The article uses the term "cerebral" in a link pointing to the article concerning "retroflex". Is the term "cerebral" an established term in this field of study, or is it a mistake? Whichever, the established term "retroflex" should be substituted in its place, partly for consistency, as standard phonetics terms are used elsewhere in that section, but also for ease of comprehension. If "cerebral" is an established alternative term this should be explained if this is thought worthwhile, and other similar indic-specific terms should be given.
- I've only encountered 'cerebral' in the context of Indic (or perhaps Indian) languages. I'm not sure if it's obsolete, or specific to Indology, or both. Either way, I'd recommend wholesale replacement with 'retroflex', as less jargony. kwami (talk) 09:15, 12 July 2009 (UTC)
'Cerebral' translates the traditional Sanskrit term 'mūrdhanya' which Coulson (Teach Yourself Sanskrit, p9, note 1) says means 'made in the head' (from the Latin cerebrum 'brain'). Retroflex is the more usual phonetic term, cerebral being confined to Sanskritists of a certain age.mahaabaala (talk) 11:09, 4 October 2009 (UTC)
Devanāgarī as used for Hindi has two extra vowels: ॅ and ॉ. These are in the Unicode table but not discussed in the section on vowels. I'm uncertain how to represent them in transliteration so could someone who knows include them to make the description complete. Thanks mahaabaala (talk) 11:28, 4 October 2009 (UTC)
- Please see Wikipedia:NCIN, that mentions ISO 15919 should be used as transliteration, for example हॅग hâg; note that ISO 15959 uses ē, ṁ and r̥ for instance. There are many characters not mentioned in the text itself. The Unicode 5.2 additions have been added to the character tables, please enjoy. kess (talk) 21:17, 4 October 2009 (UTC)
- Actually Devanagri is extended with so many letters for several languages (have a look at this: http://unicode.org/charts/PDF/U0900.pdf — Well, it's still not a full document) that we can't list them all but only provide a list of basic and standard letters. After all, Devanagari is not a writing system solely for Hindi. 梁海 (talk) 20:23, 11 February 2011 (UTC)

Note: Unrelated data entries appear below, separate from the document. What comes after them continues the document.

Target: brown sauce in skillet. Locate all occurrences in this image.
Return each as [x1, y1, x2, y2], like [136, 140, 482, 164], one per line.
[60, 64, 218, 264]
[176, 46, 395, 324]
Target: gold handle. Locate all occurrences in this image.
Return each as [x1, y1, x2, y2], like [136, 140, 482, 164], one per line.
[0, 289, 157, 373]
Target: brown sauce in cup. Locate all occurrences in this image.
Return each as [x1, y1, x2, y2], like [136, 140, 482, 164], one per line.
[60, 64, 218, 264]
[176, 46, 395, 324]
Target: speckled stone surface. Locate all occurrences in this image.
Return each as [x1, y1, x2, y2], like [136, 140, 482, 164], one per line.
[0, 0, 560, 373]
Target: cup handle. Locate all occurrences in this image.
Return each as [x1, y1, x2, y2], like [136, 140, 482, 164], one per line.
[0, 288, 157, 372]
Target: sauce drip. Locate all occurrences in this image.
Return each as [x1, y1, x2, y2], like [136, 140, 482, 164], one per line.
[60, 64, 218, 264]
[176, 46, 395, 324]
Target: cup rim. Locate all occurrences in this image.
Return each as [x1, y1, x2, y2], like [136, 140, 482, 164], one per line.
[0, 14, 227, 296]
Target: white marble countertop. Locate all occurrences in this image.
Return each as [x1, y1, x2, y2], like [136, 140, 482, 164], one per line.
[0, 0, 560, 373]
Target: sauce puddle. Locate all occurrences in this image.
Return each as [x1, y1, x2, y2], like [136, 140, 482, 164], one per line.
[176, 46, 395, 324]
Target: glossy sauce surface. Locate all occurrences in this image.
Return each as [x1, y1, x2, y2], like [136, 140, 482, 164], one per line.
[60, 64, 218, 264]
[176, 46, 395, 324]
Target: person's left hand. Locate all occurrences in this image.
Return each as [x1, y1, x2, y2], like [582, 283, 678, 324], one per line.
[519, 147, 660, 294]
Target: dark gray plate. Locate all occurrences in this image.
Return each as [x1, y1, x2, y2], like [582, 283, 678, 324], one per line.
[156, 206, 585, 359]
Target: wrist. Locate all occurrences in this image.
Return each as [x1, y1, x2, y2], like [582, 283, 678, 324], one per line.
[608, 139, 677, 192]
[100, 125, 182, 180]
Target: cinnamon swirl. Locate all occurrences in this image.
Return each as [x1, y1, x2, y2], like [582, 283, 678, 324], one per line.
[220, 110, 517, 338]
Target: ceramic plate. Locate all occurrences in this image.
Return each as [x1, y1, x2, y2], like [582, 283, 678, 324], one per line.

sudo is for the devanagari extended and vedic exensions
Would anyone know what the Ubuntu sudo is for the devanagari extended and vedic exensions? I would really appreciate if u could let me know on my chat page as I can't find it on the net.
B9 hummingbird hovering (talk • contribs) 16:10, 1 November 2009 (UTC)
- I am not sure what you are asking, would you care to rephrase/elaborate your question? (sudo is a command that lets you run other commands as root/superuser.) kess (talk) 13:14, 2 November 2009 (UTC)
I thought tamilians didnt write devnagri!
Quote: Sanskrit nāgarī is the feminine of nāgara "urban(e)", a vrddhi adjectival form of nagara "Nagaram in Tamil" called city.
consonant+क्ष is NOT biconsonantal!
the क्ष should be removed from the biconsonantal conjuncts table as it IS a biconsonantal conjunct itself and any attachment to it is a TRIconsonantal conjunct. I will remove it myself if there are no comments on this soon. GSMR (talk) 16:31, 16 January 2010 (UTC)
- Agree. And I think it's also good to remove ज्ञ from this table. क्ष and ज्ञ are two consonant clusters too special. 梁海 (talk) 20:29, 11 February 2011 (UTC)
- Well, I've removed these two rows. And is there anyone feeling this table is useless? I mean, we need a platform-independent way to show how (traditionally) consonant clusters are written in Devanagri, such as a picture in this page: http://www.omniglot.com/writing/devanagari.htm And we can't put IPA in this table, since the pronunciation varies. 梁海 (talk) 20:54, 11 February 2011 (UTC)
Devanagari adopted as IPA
I've deleted this line:
All these alphabets follow a very logical phonetic order - so logical that the International Phonetic Association (IPA) adopted it (with modifications) for the International Phonetic Alphabet.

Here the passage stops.